Immobilien nach Mauerfall ausgeschlossen

Das Bundesfinanzministerium hat klargestellt, dass die nachträglichen Schulden nach dem Verkauf einer bisher vermieteten Immobilie unabhängig davon, wie lange die Immobilie sich im Eigentum des Verkäufers befand, als Werbungskosten abziehbar sind. Doch für Immobilien, die vor dem 1.1.1999 gekauft wurden, ist der nachträgliche Abzug von Schuldzinsen ausgeschlossen.
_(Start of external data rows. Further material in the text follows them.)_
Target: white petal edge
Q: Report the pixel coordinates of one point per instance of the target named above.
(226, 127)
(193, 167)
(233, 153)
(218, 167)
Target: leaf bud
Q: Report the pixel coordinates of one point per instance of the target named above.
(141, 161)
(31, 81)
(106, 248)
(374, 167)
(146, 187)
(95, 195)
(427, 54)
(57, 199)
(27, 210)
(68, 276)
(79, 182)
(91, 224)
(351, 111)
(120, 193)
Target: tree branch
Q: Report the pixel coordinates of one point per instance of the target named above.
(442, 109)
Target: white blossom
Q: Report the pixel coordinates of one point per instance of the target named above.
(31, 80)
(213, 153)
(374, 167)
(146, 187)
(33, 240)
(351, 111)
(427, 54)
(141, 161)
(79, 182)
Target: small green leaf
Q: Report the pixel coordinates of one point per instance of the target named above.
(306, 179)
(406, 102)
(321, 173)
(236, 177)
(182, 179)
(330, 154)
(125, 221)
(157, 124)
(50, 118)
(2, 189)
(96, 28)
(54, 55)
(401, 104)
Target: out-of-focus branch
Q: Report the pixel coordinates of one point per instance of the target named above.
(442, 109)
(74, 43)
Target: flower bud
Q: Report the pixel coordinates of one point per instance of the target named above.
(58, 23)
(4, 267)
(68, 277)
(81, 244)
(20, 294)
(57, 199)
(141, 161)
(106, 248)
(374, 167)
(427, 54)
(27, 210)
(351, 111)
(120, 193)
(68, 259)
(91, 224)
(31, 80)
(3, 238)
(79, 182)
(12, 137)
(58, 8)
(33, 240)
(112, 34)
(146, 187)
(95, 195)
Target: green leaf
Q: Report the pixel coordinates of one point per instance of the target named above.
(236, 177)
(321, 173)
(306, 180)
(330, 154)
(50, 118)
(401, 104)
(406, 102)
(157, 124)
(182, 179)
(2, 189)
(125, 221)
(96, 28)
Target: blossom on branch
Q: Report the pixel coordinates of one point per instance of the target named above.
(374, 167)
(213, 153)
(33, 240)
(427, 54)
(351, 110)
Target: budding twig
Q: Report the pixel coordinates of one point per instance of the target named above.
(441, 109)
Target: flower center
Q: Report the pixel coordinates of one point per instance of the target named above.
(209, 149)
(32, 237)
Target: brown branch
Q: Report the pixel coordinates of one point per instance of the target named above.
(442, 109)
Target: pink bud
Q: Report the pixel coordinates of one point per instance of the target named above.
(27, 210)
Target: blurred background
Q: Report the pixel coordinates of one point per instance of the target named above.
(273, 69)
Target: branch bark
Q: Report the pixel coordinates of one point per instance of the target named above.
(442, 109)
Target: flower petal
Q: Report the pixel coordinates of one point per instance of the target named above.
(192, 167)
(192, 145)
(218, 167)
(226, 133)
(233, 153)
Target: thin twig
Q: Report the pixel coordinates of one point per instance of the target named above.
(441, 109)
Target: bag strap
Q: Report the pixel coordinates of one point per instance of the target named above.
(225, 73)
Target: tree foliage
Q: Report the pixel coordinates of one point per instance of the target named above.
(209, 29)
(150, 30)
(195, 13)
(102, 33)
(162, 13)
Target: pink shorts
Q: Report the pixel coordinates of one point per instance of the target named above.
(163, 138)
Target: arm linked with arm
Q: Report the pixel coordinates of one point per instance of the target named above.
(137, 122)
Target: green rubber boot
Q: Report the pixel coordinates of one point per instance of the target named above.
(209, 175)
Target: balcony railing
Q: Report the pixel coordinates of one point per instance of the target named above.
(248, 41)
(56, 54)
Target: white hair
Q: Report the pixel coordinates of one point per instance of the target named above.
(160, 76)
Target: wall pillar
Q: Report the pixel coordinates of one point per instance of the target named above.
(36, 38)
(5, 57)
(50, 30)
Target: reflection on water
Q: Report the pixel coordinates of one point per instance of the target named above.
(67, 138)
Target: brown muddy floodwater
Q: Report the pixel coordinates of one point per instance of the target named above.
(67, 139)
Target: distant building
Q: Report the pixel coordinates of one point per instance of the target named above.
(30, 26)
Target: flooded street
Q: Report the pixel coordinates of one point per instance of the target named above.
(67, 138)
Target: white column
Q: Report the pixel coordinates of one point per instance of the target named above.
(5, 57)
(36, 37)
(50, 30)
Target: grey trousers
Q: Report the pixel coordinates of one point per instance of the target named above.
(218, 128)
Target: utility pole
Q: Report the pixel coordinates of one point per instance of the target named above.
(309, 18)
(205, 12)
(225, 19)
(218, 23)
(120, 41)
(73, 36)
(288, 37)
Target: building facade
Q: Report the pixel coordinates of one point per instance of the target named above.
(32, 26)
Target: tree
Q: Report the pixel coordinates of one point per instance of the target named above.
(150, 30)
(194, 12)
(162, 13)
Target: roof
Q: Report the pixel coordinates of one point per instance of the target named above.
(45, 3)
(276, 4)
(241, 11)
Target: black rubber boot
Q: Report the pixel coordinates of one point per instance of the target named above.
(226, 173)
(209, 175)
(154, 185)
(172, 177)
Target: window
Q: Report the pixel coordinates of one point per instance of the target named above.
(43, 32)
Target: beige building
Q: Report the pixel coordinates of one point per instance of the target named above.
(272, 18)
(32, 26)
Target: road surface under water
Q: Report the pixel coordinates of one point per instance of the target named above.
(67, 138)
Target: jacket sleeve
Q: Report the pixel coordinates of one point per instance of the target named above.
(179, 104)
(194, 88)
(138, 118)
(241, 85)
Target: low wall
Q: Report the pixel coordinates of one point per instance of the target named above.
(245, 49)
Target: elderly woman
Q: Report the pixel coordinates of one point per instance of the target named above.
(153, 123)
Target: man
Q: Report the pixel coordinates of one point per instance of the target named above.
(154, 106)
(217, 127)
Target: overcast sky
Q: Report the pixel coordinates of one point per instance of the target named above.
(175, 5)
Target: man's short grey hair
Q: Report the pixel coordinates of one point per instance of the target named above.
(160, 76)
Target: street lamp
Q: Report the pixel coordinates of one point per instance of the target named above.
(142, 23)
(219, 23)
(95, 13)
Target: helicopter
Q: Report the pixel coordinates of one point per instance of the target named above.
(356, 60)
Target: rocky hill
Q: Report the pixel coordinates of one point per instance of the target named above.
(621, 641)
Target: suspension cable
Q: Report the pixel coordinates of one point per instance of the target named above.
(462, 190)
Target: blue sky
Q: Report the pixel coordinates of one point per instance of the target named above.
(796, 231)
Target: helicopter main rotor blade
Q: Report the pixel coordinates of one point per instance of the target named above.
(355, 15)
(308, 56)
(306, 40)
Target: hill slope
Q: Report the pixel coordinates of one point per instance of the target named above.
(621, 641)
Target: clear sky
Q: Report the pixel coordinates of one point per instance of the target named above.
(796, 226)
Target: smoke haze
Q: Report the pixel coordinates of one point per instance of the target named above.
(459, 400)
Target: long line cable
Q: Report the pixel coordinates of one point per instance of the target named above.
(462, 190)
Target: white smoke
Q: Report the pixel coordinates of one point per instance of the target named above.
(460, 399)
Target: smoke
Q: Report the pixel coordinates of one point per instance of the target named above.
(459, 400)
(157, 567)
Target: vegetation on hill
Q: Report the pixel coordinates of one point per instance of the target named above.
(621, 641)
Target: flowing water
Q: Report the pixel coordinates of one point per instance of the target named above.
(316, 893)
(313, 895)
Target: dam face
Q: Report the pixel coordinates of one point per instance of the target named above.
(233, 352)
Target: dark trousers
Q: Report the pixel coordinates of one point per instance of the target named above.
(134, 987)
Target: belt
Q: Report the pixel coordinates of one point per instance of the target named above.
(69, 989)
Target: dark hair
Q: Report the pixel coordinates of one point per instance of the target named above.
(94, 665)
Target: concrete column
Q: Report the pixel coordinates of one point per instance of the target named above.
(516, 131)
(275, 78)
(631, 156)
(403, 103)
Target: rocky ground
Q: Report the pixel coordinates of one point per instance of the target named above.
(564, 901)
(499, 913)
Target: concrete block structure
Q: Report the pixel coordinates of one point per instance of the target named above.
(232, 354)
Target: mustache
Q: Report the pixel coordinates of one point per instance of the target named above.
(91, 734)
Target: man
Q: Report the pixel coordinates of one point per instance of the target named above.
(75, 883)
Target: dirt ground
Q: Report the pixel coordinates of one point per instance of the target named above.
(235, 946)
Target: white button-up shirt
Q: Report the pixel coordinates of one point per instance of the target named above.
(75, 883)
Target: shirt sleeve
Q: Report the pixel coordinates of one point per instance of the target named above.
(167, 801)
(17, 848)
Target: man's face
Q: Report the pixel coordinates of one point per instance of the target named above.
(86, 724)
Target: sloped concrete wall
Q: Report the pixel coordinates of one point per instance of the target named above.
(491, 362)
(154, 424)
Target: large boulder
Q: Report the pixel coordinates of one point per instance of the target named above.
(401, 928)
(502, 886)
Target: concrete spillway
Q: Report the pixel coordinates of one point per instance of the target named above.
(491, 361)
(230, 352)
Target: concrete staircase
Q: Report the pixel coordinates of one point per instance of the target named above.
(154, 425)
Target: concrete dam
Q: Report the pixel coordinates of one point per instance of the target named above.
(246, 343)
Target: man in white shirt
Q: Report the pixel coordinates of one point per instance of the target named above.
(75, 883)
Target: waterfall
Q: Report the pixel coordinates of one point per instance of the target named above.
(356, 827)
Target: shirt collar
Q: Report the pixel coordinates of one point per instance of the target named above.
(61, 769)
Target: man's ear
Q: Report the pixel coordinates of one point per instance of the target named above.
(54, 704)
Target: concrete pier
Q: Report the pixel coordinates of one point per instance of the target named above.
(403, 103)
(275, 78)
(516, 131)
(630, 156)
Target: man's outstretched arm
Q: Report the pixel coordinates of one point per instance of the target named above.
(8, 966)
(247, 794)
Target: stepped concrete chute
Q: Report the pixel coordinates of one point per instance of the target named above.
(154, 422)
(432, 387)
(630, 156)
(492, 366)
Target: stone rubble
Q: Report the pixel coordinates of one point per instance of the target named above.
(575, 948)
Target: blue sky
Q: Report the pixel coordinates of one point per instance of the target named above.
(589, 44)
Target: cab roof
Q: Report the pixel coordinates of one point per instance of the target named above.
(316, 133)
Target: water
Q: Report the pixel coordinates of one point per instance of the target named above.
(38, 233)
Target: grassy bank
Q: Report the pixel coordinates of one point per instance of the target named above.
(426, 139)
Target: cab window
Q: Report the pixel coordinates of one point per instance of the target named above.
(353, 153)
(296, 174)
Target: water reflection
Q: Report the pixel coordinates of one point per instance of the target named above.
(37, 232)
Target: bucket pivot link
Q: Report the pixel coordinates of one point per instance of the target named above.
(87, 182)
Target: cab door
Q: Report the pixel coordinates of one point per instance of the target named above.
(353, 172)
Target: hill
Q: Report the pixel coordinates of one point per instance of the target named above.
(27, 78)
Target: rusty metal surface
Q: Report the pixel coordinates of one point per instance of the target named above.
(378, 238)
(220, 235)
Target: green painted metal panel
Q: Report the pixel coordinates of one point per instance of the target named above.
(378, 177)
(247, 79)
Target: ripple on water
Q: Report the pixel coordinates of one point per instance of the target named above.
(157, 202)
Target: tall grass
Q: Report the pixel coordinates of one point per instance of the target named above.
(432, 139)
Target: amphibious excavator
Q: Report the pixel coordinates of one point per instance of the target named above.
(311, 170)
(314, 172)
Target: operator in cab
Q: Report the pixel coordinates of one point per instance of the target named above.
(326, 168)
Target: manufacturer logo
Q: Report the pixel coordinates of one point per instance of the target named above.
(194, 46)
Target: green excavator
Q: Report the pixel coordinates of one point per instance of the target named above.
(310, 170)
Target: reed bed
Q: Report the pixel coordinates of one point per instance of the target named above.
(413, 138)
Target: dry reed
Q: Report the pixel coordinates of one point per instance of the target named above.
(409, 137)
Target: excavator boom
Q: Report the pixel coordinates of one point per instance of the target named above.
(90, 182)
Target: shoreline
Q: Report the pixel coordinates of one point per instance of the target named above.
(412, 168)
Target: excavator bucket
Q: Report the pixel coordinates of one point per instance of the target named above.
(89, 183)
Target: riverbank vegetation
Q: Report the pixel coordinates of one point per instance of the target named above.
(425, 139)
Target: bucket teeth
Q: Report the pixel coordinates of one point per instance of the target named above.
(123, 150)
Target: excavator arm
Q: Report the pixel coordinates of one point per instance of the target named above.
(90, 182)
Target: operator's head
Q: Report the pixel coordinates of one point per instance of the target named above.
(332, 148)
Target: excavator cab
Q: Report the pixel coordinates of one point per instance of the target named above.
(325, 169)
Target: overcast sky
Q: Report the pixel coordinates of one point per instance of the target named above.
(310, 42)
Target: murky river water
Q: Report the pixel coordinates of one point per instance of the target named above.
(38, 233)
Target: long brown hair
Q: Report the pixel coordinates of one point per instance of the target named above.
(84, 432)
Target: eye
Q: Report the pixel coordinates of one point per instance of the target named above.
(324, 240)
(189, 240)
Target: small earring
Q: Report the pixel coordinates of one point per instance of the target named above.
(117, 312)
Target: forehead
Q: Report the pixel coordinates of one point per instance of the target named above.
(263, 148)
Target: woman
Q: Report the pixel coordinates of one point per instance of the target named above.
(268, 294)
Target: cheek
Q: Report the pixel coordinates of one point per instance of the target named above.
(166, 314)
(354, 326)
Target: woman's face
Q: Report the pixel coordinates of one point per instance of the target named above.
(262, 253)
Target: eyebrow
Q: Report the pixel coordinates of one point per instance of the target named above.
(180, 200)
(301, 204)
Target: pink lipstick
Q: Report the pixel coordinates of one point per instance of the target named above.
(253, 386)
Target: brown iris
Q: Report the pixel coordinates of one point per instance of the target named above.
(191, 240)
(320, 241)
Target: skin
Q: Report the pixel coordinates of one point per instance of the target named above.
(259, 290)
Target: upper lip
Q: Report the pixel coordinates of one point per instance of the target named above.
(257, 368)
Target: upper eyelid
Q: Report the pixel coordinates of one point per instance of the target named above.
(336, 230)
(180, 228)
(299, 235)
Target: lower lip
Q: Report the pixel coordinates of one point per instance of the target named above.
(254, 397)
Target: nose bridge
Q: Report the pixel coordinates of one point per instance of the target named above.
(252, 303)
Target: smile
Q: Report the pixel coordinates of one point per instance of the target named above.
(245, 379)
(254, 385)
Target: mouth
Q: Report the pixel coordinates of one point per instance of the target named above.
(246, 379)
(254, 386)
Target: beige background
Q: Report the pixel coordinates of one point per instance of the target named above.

Das sind vor allem Immobilien, die nach dem Mauerfall von Kapitalanlegern zu deutlich überhöhten Kaufpreisen erworben wurden und aktuell beim Verkauf niemals die damals gezahlten Preise erzielen.

Tipp

Diese Sonderregelung für vermietete Immobilien, die mit Verlust verkauft werden und vor dem 1.1.1999 gekauft wurden, ist verfassungsrechtlich fragwürdig. Denn die Finanzierung für den Kauf wurde ja notwendig, um Einkünfte aus Vermietung und Verpachtung zu erzielen. Und egal, wie lange der Kauf her ist, bleibt es bei der Veranlassung der Schuldzinsen mit einer Einkunftsart. Betroffene Steuerzahler müssen sich hier mit einem Einspruchsverfahren und einer Klage zur Wehr setzen.